What a face! Dolly the Shepherd lookin’ at me with the same expression most folks find available when seeing me scamper about in my crazy shoes. She was pretty sure my zany ways – jamming buns, frozen raw meat, and coolers into a van across the street from her – matched what ideas she had about me in her astute, shepherd brain. The crooked smile. Those arched eye brows. I’ve seen it all before … many times from folks’ faces, too.

Not to say it’s a bad thing. I like to think, “wonderment”, or perhaps, “fascination”, just to keep my wits intact. Dolly, on the other paw, may have thought, “What the hell is he doing?… I’m across the street, looking all cute and adorable, yet, he’s unsuccessfully attempting to maniacally run around – doing that van-jam thing … Not really paying attention to me.”

True ‘dat. I was busy. Life in the prep-lane for a 530 student, out-of-town, (what turned out to be a literal stuck-in-the-mud) event took a lot of mental energy out of already stagnant, slow steps. Focus had to be forward, not so much sideways toward that leashed bundle of spunk across a happy path of asphalt.

All she had to do was sit there and make sense of it all. After looking at the picture hastily snapped, I started to understand why her particular expression easily appeared. Her life is simple: sit there and look delightful. My life is complicatingly unlovely at times. Our roads intersected at that moment.

“He’s not over here petting me! I am the giver of joyful moments … That silly seller of delicious delicacies is rushing around too much and needs to get over here – like now – and rub down some fur, itch a little ear fuzz, skritch some nozzle neck whiskers, and talk some lovin’ to me! .”

She’s not wrong. After getting home at 11:35 p.m. from a mud-soaked, less-then stellar event, I should have – hours earlier – drained more captivating canine time out of my reserves than frenetic beef frank foolishness. Golly, Dolly … I didn’t know. You were right.

A few minutes would not have changed a thing.

Isn’t this a lesson for all of us? “Too busy doing the big to appreciate the small.”
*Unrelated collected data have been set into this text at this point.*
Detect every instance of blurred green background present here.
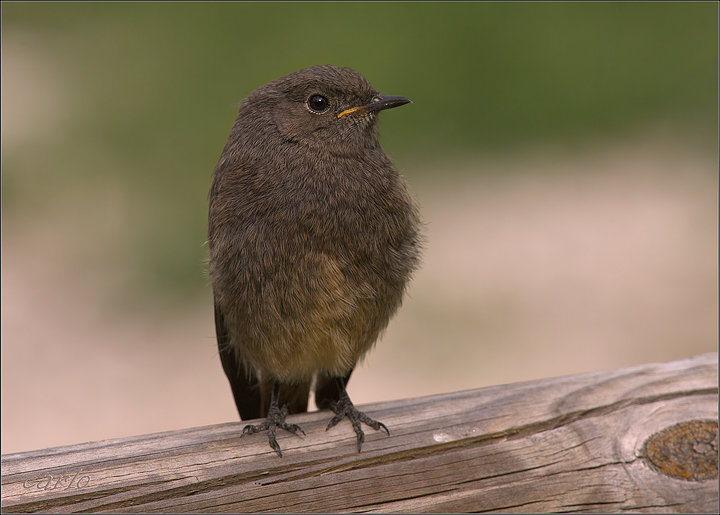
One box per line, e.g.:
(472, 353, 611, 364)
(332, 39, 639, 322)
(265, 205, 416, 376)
(3, 1, 717, 304)
(2, 2, 717, 453)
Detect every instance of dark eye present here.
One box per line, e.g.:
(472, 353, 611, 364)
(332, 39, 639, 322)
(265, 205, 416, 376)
(307, 94, 329, 113)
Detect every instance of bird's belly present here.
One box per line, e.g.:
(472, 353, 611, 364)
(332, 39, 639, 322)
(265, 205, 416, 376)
(228, 250, 385, 383)
(241, 326, 363, 383)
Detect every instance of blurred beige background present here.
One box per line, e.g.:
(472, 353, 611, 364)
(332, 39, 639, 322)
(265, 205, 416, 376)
(2, 2, 717, 454)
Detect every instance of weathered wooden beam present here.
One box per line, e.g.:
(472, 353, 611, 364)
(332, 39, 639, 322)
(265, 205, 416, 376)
(2, 353, 717, 513)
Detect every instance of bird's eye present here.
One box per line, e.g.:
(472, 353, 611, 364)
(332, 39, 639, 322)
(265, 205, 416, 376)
(307, 94, 329, 113)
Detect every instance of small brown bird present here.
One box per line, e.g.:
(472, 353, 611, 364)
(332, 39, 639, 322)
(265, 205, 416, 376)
(208, 65, 422, 456)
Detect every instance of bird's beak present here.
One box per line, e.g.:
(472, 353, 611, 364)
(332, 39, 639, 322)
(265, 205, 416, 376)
(337, 95, 412, 119)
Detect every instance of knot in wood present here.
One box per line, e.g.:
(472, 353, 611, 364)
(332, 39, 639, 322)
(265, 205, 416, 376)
(642, 419, 718, 481)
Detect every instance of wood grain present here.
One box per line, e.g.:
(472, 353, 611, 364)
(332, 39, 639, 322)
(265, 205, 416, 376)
(2, 353, 717, 513)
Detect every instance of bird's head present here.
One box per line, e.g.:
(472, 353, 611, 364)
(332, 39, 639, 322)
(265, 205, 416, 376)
(238, 65, 411, 156)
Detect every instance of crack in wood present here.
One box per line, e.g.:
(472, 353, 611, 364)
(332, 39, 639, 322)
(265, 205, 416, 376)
(4, 479, 169, 514)
(618, 503, 683, 511)
(475, 498, 549, 512)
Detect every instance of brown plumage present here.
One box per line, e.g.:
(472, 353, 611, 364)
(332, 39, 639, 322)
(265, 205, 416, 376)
(208, 65, 422, 456)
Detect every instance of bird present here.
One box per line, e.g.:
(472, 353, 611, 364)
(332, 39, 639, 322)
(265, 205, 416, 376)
(207, 65, 422, 456)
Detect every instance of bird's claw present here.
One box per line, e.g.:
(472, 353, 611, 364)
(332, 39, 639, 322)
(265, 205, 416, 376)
(327, 394, 389, 452)
(242, 403, 305, 457)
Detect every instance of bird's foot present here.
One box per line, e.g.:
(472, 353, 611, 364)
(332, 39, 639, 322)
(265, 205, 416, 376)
(326, 390, 389, 452)
(242, 403, 305, 457)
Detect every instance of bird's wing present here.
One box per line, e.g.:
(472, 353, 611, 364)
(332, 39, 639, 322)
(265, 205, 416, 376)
(214, 298, 262, 420)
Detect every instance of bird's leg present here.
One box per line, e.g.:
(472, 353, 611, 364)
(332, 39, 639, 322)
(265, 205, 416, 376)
(326, 377, 389, 452)
(242, 381, 305, 457)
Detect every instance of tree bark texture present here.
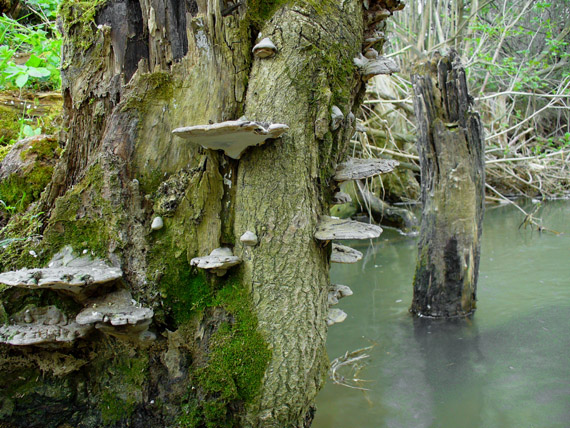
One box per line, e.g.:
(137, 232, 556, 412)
(0, 1, 404, 427)
(410, 50, 485, 318)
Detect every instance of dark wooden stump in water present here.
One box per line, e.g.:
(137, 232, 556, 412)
(410, 50, 485, 318)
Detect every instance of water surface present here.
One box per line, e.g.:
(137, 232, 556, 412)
(314, 200, 570, 428)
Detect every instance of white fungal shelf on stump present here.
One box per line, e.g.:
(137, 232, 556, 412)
(76, 289, 154, 340)
(327, 308, 348, 326)
(0, 305, 91, 346)
(334, 157, 399, 182)
(315, 216, 382, 241)
(0, 246, 122, 298)
(331, 243, 363, 264)
(354, 53, 400, 80)
(172, 119, 289, 159)
(191, 247, 241, 276)
(328, 284, 353, 306)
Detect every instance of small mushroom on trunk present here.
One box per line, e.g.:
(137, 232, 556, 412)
(252, 37, 277, 58)
(76, 289, 154, 341)
(354, 53, 400, 80)
(327, 308, 348, 326)
(190, 247, 241, 276)
(240, 231, 258, 246)
(330, 105, 344, 130)
(151, 216, 164, 230)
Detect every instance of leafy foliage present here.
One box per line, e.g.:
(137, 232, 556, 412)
(0, 0, 61, 91)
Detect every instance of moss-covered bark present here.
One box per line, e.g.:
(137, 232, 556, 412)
(0, 1, 403, 427)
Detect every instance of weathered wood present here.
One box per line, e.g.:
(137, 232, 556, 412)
(410, 50, 485, 318)
(334, 157, 399, 181)
(353, 181, 419, 234)
(332, 191, 352, 205)
(315, 216, 382, 241)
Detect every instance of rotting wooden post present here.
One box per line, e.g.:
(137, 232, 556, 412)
(410, 50, 485, 318)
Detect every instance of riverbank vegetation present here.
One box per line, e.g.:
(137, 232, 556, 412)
(355, 0, 569, 204)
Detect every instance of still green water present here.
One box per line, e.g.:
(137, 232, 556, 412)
(313, 200, 570, 428)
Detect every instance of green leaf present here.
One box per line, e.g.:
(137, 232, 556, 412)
(27, 67, 51, 78)
(26, 54, 42, 68)
(15, 73, 28, 88)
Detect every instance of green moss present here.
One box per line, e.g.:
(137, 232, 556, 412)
(0, 105, 20, 146)
(0, 167, 55, 213)
(147, 224, 212, 326)
(246, 0, 292, 30)
(0, 136, 59, 215)
(121, 72, 173, 114)
(179, 277, 271, 428)
(98, 355, 149, 424)
(19, 137, 61, 162)
(59, 0, 108, 52)
(42, 162, 119, 260)
(308, 42, 356, 107)
(246, 0, 337, 30)
(0, 300, 8, 325)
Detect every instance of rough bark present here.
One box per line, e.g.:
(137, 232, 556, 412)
(0, 1, 403, 427)
(234, 5, 364, 425)
(410, 50, 485, 318)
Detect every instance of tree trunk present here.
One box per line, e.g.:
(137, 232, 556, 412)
(410, 50, 485, 318)
(0, 1, 403, 427)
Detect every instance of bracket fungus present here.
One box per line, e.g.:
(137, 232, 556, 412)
(252, 37, 277, 58)
(151, 216, 164, 230)
(331, 243, 363, 263)
(315, 216, 382, 241)
(240, 231, 258, 246)
(76, 289, 154, 341)
(0, 305, 92, 347)
(334, 157, 399, 182)
(330, 105, 344, 131)
(328, 283, 353, 306)
(0, 246, 122, 300)
(354, 53, 400, 80)
(172, 119, 289, 159)
(332, 191, 352, 205)
(327, 308, 348, 326)
(190, 247, 241, 276)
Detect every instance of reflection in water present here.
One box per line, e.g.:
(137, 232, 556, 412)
(313, 201, 570, 428)
(412, 318, 485, 428)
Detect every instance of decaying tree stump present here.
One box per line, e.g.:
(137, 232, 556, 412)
(410, 50, 485, 318)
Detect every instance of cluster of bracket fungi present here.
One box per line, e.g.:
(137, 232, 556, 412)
(0, 5, 402, 347)
(171, 25, 399, 327)
(0, 247, 154, 347)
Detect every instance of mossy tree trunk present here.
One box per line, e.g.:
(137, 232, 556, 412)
(0, 1, 403, 427)
(410, 50, 485, 319)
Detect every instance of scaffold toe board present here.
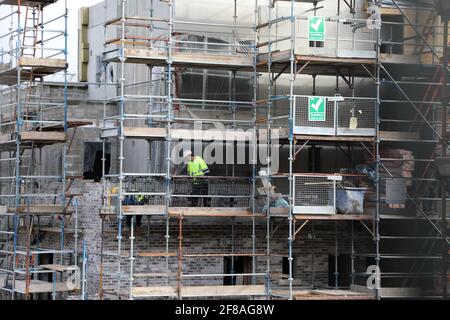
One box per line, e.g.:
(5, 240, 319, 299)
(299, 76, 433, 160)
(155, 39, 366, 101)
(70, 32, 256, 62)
(7, 205, 73, 215)
(40, 264, 79, 272)
(21, 131, 66, 143)
(181, 285, 266, 298)
(294, 135, 376, 143)
(0, 0, 57, 7)
(13, 280, 75, 294)
(103, 127, 256, 141)
(168, 207, 263, 218)
(103, 48, 254, 70)
(132, 286, 178, 298)
(123, 205, 166, 216)
(131, 285, 266, 298)
(40, 120, 94, 131)
(290, 289, 375, 300)
(294, 214, 374, 221)
(0, 131, 66, 149)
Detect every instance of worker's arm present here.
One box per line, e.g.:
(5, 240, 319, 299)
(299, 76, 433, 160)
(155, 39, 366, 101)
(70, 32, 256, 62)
(199, 157, 210, 175)
(173, 163, 187, 176)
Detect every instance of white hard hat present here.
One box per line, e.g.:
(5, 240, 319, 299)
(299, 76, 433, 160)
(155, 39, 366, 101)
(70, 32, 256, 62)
(183, 150, 192, 158)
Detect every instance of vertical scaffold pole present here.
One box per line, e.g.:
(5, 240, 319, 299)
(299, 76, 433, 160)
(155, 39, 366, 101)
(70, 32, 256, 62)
(265, 0, 273, 300)
(440, 16, 449, 301)
(252, 0, 259, 287)
(374, 0, 382, 301)
(287, 0, 296, 301)
(165, 0, 175, 290)
(11, 0, 23, 301)
(116, 0, 127, 299)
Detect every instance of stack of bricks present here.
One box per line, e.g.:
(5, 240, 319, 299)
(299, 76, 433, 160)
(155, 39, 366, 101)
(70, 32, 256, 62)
(363, 148, 415, 210)
(380, 149, 415, 184)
My “big” was stuffing a van full of product – something I can do backwards, blindfolded, and with a medium-size monkey tied to my back, playing Czardas on the harmonica. The “small” could have been taking a few moments to walk across the street and pet a kind, wonderfully propped up, goofy smiling, german shepherd …

Moments, right?

These may not be four paws in your life. For pause, look carefully. They may not be deliciously grinning dogs that cause you to stop what you’re doing and appreciate a “small”. Your “bigs” are really consuming. Mine are. I’m almost always ridiculously ahead of myself. Takes work to see these smalls AND act upon them.

Find some smalls. Appreciate them. The bigs will always be around for you to fret over, with, and among.

If peoplefolk I see continue to fuzzy eyeball me, chances are excellent that won’t be a small moment for me to scratch under their chin. Although that confused look is common, it is guaranteed to only work when dispatched from dogs.

Whatever you decide to do is your business for sure. I like dogs, words, music, and thingies crossing my path making life just a little bit more ease-able.

Dolly would be open to a pet, or two, if you’re free sometime. I doubt you’d get the look I got; however, you may be as crazy as I. In that case, she’ll be cuter than ever. Hope you can handle the overload of delightfulness.